Several limitations deserve mention. First, diagnosed diabetes was based on self-reported information and is thus subject to some degree of erroneous reporting and misclassification. However, self-reported diabetes generally has good sensitivity and specificity. Second, the number of participants with diagnosed diabetes was too small to calculate reasonably stable estimates of risk for CHD by several levels of stratification of the study variables. Third, estimates of 10-year risk were calculated for the three major racial or ethnic groups. The UKPDS and ARIC study participants included participants of African heritage, and, therefore, the use of these two sets of risk equations among African Americans in the current study appears reasonable, although limited experience exists concerning the use of these risk equations in African American populations. Furthermore, the validity of applying these equations to samples of participants of Hispanic heritage remains to be established. Furthermore, estimates for only three major racial or ethnic groups were calculated because data for other races or ethnicities were not available or had inadequate sample size. Thus, studies focused on other races or ethnicities will be helpful to examine the totality of the dynamics of CHD among people with diabetes. Finally, the laboratories and methods for measuring HbA_1c and lipids changed during the 10-year period. Crossover studies were performed to examine the possible effects of these changes, and equations were developed to bridge any differences. The changes in the methodology for measuring concentrations of HDLC may have partially led to the increase in the means of HDLC from 1999 to 2006, particularly after all specimens were analyzed by using the direct method of measuring HDLC starting in 2003. Therefore, it is possible that this artifact may have been responsible for some small proportion of the favorable trend in the risk for CHD that was observed.

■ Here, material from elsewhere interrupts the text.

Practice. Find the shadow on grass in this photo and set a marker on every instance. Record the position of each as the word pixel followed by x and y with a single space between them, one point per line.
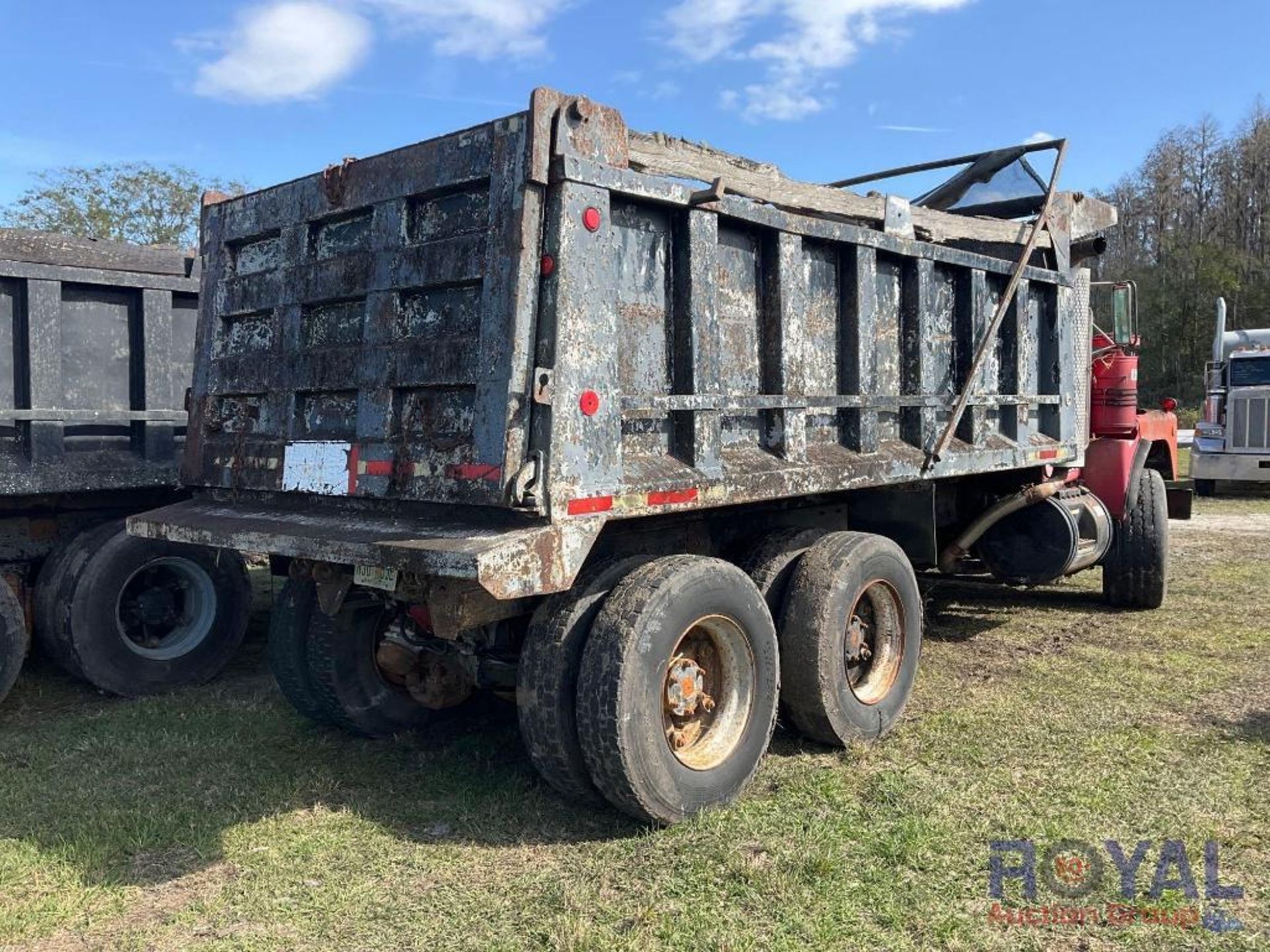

In conclusion, recent favorable trends in several major risk factors for CHD, namely HbA_1c, systolic blood pressure, and the ratio of TC/HDLC, have resulted in an encouraging reduction in the estimated risk for CHD among adults with diagnosed diabetes in the U.S. The estimates from the current study also suggest that continuing declines in the mortality rate from CHD among people with diabetes can be anticipated going forward. Sustained efforts in targeting these three risk factors as well as an additional focus on reducing smoking in the diabetic population should further benefit the cardiovascular health of people with diabetes. Because the most recent data did not indicate that the decrease in the estimated risk for CHD from 1999–2000 to 2005–2006 continued into 2007–2008, future monitoring will be essential to determine whether this possible interruption in the trend is a temporary phenomenon that may represent sampling variation or represents a real change in the direction of the trend.